My vision of modern Turkey was occluded. The west view of the orient
has always been a distorted projection of its own negative cultural
capabilities, and I had absorbed plenty on the Turkish downside.

The vast oblong territory between the black sea and the Mediterranean,
the Middle East and the Aegean, styles itself as a democratic,
modernising bulwark against Islamic fundamentalism. But was Turkey also
the implacable pursuer of territorial claims in Cyprus and Kurdistan,
which meant that the former had remained for three decades with its
sovereignty in escrow, and the latter an unmentionable word, a
non-designation?

Shortly before I arrived, the case of Abdullah Ocalan, the Kurdish
rebel leader captured by the Turks and sentenced to death, was referred
to the European Court of Human rights. The Turkish government had
agreed to abide by the courts decision, and in a sense this was the
very pivot around which Turkish membership to the European
Community-still a matter of debate-revolved.

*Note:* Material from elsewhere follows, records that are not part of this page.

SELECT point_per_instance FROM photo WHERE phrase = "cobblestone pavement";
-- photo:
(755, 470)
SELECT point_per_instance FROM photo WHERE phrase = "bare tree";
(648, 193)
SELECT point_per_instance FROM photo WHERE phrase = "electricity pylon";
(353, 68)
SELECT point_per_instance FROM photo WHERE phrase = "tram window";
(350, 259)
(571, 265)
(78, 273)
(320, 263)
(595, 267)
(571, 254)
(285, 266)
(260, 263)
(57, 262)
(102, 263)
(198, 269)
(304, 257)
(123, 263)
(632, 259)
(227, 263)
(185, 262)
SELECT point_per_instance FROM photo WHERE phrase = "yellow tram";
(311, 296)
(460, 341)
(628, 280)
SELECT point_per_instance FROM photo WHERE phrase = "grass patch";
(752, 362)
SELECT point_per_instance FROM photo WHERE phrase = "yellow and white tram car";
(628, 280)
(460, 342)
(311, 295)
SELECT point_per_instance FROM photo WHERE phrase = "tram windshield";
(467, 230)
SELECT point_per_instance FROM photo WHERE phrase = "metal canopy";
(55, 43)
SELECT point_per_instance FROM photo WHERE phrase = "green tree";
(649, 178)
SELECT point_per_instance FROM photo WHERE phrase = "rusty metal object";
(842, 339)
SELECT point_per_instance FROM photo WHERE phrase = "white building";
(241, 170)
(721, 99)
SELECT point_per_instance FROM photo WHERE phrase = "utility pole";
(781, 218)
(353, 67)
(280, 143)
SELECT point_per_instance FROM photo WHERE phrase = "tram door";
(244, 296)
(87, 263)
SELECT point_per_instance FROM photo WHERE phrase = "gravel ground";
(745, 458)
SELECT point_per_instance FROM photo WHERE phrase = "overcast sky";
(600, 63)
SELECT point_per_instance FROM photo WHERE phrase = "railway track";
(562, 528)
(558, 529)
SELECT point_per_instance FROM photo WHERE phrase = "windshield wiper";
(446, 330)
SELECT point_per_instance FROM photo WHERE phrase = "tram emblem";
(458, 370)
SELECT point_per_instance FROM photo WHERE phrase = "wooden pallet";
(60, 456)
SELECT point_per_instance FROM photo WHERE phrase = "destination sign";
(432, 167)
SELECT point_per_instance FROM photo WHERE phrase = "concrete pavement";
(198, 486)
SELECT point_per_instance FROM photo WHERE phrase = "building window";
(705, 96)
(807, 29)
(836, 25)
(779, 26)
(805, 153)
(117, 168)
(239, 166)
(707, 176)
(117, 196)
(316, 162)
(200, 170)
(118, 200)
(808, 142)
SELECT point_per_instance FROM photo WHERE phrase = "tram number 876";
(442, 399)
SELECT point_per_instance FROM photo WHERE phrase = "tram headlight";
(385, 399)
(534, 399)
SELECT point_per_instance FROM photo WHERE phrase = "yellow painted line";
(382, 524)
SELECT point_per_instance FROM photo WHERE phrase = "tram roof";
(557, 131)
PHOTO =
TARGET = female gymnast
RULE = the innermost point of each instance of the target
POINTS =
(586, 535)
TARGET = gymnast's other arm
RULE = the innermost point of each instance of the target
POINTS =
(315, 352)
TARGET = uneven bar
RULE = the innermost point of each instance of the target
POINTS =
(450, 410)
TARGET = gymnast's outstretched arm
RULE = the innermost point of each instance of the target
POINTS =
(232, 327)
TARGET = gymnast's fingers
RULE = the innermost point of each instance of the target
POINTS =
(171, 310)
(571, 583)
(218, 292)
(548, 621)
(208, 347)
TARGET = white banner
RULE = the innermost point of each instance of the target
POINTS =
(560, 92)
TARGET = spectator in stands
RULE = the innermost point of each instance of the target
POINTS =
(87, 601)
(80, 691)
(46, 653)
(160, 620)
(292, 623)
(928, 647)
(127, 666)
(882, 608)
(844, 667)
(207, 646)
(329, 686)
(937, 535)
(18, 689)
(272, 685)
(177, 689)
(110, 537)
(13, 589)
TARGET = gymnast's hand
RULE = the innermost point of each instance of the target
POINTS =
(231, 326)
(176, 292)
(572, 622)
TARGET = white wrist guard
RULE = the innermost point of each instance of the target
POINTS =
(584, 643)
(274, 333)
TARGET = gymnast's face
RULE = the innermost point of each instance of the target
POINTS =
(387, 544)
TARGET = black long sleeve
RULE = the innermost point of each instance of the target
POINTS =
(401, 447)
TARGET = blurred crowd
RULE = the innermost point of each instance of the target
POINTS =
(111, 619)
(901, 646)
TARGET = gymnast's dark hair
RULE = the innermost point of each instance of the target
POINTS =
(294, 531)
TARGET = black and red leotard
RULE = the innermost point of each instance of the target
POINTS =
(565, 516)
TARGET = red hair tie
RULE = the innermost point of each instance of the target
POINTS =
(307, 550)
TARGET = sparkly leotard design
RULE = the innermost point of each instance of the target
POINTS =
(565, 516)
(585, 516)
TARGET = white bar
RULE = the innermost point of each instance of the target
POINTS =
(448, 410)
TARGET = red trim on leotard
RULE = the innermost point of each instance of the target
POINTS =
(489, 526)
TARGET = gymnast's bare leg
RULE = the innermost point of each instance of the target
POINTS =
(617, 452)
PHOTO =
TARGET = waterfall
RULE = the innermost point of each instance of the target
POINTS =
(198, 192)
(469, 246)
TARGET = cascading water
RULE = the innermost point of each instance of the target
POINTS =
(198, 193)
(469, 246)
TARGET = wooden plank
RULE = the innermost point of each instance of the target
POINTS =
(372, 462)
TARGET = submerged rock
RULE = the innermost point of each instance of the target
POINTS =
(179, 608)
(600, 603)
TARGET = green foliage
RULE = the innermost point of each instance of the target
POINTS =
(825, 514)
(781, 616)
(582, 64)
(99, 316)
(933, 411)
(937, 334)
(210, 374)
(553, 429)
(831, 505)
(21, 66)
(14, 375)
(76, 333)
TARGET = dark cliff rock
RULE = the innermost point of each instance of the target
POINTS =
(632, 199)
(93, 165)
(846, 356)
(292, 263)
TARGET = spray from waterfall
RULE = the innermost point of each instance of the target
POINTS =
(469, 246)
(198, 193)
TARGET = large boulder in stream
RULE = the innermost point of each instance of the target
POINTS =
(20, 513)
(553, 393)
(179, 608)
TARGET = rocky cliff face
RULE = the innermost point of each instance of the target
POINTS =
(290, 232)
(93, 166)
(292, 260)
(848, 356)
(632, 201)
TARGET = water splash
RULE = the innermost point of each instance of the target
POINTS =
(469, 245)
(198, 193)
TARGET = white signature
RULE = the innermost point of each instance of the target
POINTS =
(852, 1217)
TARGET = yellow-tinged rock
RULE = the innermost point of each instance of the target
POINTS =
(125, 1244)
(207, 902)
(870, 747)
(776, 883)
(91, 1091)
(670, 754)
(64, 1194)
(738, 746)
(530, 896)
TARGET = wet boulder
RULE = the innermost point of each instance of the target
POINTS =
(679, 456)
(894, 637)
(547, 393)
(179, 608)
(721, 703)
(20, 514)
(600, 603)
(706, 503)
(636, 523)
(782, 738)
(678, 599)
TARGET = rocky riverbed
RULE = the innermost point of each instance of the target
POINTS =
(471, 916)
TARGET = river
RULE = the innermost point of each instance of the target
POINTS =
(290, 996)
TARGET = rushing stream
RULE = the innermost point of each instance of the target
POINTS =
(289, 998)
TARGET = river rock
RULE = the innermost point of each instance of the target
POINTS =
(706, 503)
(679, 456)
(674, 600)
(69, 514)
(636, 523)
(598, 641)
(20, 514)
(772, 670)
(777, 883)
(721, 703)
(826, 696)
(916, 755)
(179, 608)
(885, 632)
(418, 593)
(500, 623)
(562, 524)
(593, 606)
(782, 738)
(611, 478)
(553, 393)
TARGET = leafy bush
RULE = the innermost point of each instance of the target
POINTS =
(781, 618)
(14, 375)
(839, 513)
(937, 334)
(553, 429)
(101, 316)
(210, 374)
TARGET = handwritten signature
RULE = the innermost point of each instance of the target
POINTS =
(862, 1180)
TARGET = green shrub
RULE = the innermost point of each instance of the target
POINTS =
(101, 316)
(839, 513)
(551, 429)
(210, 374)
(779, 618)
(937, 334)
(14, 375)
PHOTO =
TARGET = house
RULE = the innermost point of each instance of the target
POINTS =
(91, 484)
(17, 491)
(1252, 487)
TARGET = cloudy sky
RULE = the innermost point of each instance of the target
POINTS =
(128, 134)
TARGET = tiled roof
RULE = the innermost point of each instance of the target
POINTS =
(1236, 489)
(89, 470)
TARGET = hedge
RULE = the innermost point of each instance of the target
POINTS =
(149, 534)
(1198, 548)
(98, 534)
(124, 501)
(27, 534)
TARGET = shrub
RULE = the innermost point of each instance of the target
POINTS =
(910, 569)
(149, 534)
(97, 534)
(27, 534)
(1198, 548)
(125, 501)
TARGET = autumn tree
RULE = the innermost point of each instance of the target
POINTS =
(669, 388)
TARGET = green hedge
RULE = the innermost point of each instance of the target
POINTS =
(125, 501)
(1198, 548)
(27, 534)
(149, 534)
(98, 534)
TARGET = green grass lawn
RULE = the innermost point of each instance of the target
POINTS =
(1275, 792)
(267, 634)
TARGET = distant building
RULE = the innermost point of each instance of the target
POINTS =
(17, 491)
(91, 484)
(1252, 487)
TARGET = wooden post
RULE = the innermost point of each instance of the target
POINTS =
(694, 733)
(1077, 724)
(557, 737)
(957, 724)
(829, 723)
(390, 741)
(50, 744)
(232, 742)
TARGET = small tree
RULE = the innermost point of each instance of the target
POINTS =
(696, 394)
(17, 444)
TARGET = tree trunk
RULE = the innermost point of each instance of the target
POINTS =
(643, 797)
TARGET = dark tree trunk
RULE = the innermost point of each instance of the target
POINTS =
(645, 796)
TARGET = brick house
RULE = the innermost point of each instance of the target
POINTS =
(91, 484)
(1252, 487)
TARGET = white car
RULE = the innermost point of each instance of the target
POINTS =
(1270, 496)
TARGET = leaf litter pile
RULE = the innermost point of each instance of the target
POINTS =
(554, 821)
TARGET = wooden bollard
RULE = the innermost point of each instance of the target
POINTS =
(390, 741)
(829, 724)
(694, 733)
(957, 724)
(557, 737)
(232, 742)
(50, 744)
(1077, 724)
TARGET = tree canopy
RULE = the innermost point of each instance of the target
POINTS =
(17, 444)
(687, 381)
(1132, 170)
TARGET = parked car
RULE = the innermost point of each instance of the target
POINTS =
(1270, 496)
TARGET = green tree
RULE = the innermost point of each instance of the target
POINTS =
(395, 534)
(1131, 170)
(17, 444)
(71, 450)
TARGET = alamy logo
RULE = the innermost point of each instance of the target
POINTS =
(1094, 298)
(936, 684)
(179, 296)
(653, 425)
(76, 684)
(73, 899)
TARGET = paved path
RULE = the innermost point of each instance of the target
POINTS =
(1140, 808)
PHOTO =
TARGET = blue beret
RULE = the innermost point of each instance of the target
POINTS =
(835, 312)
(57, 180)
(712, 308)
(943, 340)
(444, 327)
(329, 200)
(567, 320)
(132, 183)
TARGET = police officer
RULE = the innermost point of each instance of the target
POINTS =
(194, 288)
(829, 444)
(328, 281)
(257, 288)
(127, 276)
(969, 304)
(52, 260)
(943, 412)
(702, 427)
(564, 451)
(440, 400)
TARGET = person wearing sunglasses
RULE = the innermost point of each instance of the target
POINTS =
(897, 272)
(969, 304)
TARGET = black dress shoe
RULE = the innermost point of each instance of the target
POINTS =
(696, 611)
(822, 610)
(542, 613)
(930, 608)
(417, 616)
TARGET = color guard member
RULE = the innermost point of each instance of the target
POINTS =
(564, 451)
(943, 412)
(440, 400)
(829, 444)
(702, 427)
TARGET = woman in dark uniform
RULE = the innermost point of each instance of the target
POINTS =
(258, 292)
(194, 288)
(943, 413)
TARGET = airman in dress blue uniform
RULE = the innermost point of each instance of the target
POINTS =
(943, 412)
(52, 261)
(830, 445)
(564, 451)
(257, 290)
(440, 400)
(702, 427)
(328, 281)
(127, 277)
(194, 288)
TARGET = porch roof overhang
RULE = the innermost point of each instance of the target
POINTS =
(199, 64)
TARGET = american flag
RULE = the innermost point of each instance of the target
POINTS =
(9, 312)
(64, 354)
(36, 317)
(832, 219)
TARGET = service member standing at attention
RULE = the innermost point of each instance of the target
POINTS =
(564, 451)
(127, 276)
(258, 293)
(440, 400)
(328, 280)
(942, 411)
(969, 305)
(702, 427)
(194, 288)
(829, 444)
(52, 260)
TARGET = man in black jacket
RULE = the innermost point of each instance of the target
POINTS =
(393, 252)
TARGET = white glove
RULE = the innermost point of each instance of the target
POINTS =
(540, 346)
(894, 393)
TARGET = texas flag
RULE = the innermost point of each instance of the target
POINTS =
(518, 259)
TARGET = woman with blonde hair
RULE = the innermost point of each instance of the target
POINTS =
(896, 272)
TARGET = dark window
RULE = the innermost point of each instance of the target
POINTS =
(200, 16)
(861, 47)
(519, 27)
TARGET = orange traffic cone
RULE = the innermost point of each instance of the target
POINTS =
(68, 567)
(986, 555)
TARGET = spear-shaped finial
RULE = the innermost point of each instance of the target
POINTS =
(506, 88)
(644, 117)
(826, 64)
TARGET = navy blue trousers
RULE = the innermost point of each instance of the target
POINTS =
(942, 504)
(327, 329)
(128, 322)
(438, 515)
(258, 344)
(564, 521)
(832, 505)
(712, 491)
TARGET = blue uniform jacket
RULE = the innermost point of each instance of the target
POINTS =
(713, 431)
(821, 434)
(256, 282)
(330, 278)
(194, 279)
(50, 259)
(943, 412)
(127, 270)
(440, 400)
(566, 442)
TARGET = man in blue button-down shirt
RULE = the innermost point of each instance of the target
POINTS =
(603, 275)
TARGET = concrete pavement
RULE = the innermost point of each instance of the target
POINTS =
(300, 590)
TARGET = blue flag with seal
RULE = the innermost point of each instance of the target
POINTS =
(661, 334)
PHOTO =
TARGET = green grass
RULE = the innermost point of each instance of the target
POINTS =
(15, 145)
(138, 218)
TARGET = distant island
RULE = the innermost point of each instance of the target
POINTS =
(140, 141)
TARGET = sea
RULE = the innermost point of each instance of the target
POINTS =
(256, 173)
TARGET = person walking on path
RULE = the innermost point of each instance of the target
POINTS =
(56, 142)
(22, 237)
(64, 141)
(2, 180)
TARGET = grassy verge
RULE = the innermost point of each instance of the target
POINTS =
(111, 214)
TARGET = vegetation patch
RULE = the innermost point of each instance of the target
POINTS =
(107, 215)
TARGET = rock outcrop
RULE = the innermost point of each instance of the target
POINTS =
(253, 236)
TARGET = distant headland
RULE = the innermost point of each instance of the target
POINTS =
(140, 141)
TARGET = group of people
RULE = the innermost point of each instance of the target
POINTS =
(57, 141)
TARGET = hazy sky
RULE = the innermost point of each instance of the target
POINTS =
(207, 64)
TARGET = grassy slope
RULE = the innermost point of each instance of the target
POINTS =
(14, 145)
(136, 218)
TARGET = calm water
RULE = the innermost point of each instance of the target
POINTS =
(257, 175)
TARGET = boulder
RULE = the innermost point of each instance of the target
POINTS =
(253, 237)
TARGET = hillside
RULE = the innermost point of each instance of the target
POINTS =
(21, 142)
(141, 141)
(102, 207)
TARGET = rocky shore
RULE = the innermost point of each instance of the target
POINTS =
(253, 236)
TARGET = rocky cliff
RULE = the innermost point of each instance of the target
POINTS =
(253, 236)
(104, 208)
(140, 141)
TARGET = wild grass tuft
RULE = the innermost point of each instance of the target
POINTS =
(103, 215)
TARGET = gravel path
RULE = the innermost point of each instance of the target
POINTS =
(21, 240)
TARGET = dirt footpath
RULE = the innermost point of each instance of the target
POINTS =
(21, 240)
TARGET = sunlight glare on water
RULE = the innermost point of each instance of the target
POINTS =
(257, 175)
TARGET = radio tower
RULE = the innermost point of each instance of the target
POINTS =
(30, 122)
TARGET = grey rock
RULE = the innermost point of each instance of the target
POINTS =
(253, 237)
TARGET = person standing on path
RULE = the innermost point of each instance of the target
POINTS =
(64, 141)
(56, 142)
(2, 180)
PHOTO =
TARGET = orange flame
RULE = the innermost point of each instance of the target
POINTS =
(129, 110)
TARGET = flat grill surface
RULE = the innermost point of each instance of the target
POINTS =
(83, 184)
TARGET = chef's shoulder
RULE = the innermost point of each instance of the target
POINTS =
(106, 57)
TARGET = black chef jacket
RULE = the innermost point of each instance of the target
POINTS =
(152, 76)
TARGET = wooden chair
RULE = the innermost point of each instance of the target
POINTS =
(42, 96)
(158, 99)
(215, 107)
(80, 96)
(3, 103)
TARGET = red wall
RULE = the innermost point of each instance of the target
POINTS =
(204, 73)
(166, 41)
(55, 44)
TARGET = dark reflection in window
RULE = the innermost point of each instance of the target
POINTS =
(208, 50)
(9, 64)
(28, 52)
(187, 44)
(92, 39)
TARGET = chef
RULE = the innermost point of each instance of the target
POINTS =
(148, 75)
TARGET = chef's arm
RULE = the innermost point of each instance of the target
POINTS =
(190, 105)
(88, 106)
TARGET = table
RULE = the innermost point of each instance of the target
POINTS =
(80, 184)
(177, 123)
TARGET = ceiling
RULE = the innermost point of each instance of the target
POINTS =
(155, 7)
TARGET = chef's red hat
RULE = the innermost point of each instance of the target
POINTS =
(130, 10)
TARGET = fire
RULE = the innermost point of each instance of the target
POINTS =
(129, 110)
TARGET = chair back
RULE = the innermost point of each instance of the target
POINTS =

Despite what has been achieved in Turkey during the last 80 years of
Kemalism, presented in Turkey as an ideology by the ‘father of the
Turks’-Ataturk, those achievements remain permanently in question. Vast
numbers of Turks must realise that they will either be openly non
Muslim, or “post-Muslim’’ or as we are informed are already largely
“post-Christian”. The worry is that all these can be traded up or down
(depending on your point of view) to the real Kemalist thing: TURK’TEN
BASKA DOSTU YOKTUR (The only friends of the Turks are Turks).

In rural Turkey there are more such people than there are the kind of
Turks whom tourists and American officials meet on their careful
itineraries. Go off the beaten track and try the Mevlevi Festival. Held
each year in the week preceding Rumi’s death-17th December 1273. Rumi
was an Afghan poet whose works has been compared to that of
Shakespeare. 

Join the pilgrim, eat Kebab, discuss religion and science (I am the
Kebab God is the gut) then eat Kebab again. It is difficult not to
think of this nation as a fervid-to-overheated kind of a place,
physically proximate, but linguistically and culturally isolated.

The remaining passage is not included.